# Is there a meet up in Maadi??



## yanai (Aug 8, 2009)

Guys,

The last post which was on a meet up in Maadi seems really old..
Does it seem like we could have a meet up in maadi???

My colleagues wouldnt drink n so it's got a little tough finding company..
If ppl r willing to gather up for a drink or two it would be gr8..

Anyone else interested can feel free to suggest the place n time..
(After work/weekends)

FYI..I m Indian living in Cairo.(M).24 yrs..

Cheers
Vig


----------



## buildergame (Jun 19, 2009)

yanai said:


> Guys,
> 
> The last post which was on a meet up in Maadi seems really old..
> Does it seem like we could have a meet up in maadi???
> ...


Hello Vig,
Yes there is a meet on this weekend for the movie KAMINEY. Would you like to join us?


----------



## teacherman (Jul 15, 2009)

HI, 

I'm game for a meet up and drinks any weekend. let me know. I am on face book at labhras de faoite, 

Cheers 

Labhras


----------



## frenkile (Aug 31, 2009)

Hey, you folks think I can get in on this? Just moved into the city a week ago and definitely looking for my English-speaking fix.


----------



## vignesh_ce (Feb 6, 2010)

Hi guys,

Was the last meeting happened? 

I am a newbie to cairo... I would like to meet some people to go out for a movie/restaurant/ cup of coffee.. just to spend some time with people...
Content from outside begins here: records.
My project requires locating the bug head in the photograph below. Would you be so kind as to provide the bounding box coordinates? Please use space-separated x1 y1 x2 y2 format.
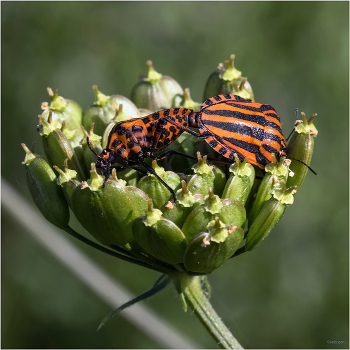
87 137 119 186
95 149 113 169
95 149 122 187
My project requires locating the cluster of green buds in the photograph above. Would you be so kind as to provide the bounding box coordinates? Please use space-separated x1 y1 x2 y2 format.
203 54 255 101
22 56 317 333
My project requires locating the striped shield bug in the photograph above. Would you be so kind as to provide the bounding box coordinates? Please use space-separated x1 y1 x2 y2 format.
166 94 315 174
195 94 288 169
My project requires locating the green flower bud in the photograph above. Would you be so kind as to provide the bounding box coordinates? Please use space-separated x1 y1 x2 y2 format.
116 169 139 187
227 78 253 101
203 54 255 102
221 55 242 82
222 154 255 205
131 60 183 112
72 167 149 247
136 160 181 208
83 85 139 136
244 177 262 215
138 108 153 118
115 103 135 123
60 121 86 179
187 153 226 196
81 124 103 174
245 181 296 251
248 154 290 224
41 88 84 140
38 115 87 181
21 143 69 229
102 122 115 151
183 220 244 274
182 88 200 112
60 120 84 149
53 159 79 209
286 112 318 191
182 188 246 242
202 62 226 102
161 180 204 227
133 202 187 265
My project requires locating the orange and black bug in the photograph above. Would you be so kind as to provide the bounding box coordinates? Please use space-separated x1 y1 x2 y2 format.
195 94 287 169
163 94 287 169
88 108 199 202
166 94 315 174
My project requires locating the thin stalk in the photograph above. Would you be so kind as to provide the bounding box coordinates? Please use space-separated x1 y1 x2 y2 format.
97 275 171 331
122 246 177 274
179 274 243 349
64 226 163 272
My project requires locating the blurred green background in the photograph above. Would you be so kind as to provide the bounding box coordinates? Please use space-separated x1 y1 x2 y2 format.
2 2 348 348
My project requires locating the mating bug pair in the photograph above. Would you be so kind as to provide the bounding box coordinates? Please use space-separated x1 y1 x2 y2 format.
88 94 314 202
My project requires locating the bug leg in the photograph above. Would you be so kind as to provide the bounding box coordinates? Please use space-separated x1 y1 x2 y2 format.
102 163 110 188
138 157 177 203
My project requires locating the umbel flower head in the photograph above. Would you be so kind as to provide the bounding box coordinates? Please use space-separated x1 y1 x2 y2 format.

I live in Maadi, but it doesnt mean that meeting should happen only in Maadi.. It could be anywhere in cairo... Pls lemme know.. if anyone interested...


----------



## MaidenScotland (Jun 6, 2009)

vignesh_ce said:


> Hi guys,
> 
> Was the last meeting happened?
> 
> ...


I don't think the meet went ahead, but hey if someone organises something I wil turn up 

Maiden


----------



## vignesh_ce (Feb 6, 2010)

That's great!

Though I don't have much work at office, I will take a lead in organizing the meet - we can meet on Friday i.e. 12.02.2010 

But before that I would like to know the list of participants.

Since, I am new to Cairo, I don't know much other than Maadi.

Can you recommend a good place?

I hope that many members will participate!!


----------



## MaidenScotland (Jun 6, 2009)

vignesh_ce said:


> That's great!
> 
> Though I don't have much work at office, I will take a lead in organizing the meet - we can meet on Friday i.e. 12.02.2010
> 
> ...



Lol well I don't know Maadi as I live on the other side of the river, but TGI Fridays is on the corniche in Maadi... so easily found.


----------



## vignesh_ce (Feb 6, 2010)

well, that would be perfect for me.....

But I wish more member to participate.

So, the venue is TGI Friday and time is 5:00 pm (Not Egyptian time  

Let the countdown start,

1, vignesh
2, Maiden scotland (pls confirm your availability)
3...................
4

still long way to go...


----------



## hbhoj26 (Jul 12, 2012)

Hi do these meet ups still happen ? i and my house mates would be interested to come along?


----------